The world is watery, deceptive, impenetrable.
LATE JUNE IS THE WRONG TIME TO CAMP, this far north. It’s far too bright, the nights are too short, this close to the solstice. At 11 it’s still light enough in the tent for Kirsten to see Evan’s slightly averted profile, his high brow and nose and full lips. Evan has fallen asleep, as always, instantaneously, as if he’s been clubbed over the head. There are no layers, for him, between consciousness and unconsciousness: just a simple switch. On/off. For her, though, sleep
is a location to which she must drift down slowly. As she falls, fronds of the day’s thoughts, sensations, brush her again. She is aware of this vegetation becoming gradually more elaborate, more unlikely, more irresistible. And the slightest noise or movement will jerk her back to the surface. She must always fall asleep after Evan does, and her slow drifting often takes hours.
The morning journey, though, happens in reverse. She passes from sleep, even from deep dreaming sleep, effortlessly and instantly, as if stepping through a doorway. Evan wakes laboriously, groans, thrashes, yawns profoundly, as though he is being dragged back against his will, extradited into consciousness. His loud yawns, his leg jerks usually wake Kirsten long before she’s had her fill of rest. Wake her to a sense of disappointment, grievance.
It’s no use. Sleep is unattainable, tonight. There is no preliminary softening of edges, only the inadequate depth of the air mattress. Kirsten rises, unzips the tent’s door and slips out into the oily light.
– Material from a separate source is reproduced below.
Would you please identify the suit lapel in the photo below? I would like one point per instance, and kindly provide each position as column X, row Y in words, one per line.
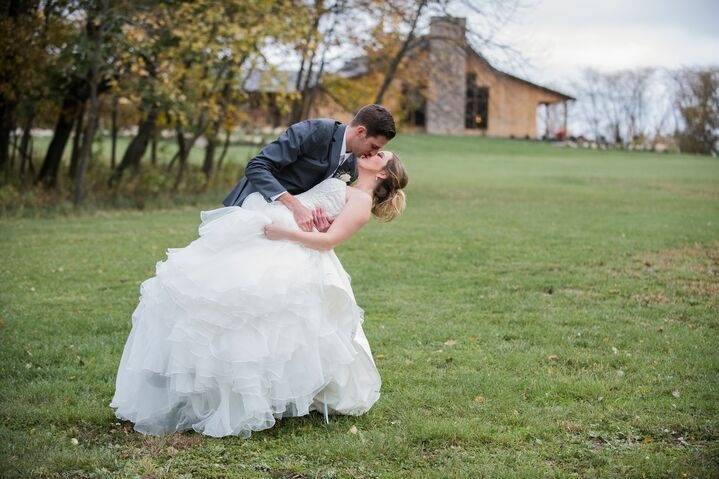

Jeff is on the shore, gazing out toward the lake. On the sand beside him, a lantern, not lit, and a paperback copy of poems by Jack Gilbert. Without looking up, he moves the lantern, the book, and she sits. Jeff’s hand moves discreetly and brings up a small object, finger-shaped, that glimmers a faint white. He proffers it to Kirsten in his upturned palm. It takes her a moment to recognize it.
Oh – yes, please.
He puts it in his own mouth, lights it with a long barbecue lighter, and draws on it quickly, a series of staccato puffs, until the end glows, and then passes it to Kirsten.
Too light for camping, this time of year, he says.
Yes. Solstice.
But quiet, at least.
Yes. She says. Evan can sleep anytime, though.
Linda wears a blindfold.
Evan will be up at four.
Hopefully not chopping wood?
Such complicity, and all done with inflection, so subtly, that to try to put a finger on it, to say there, there, would be to extinguish it.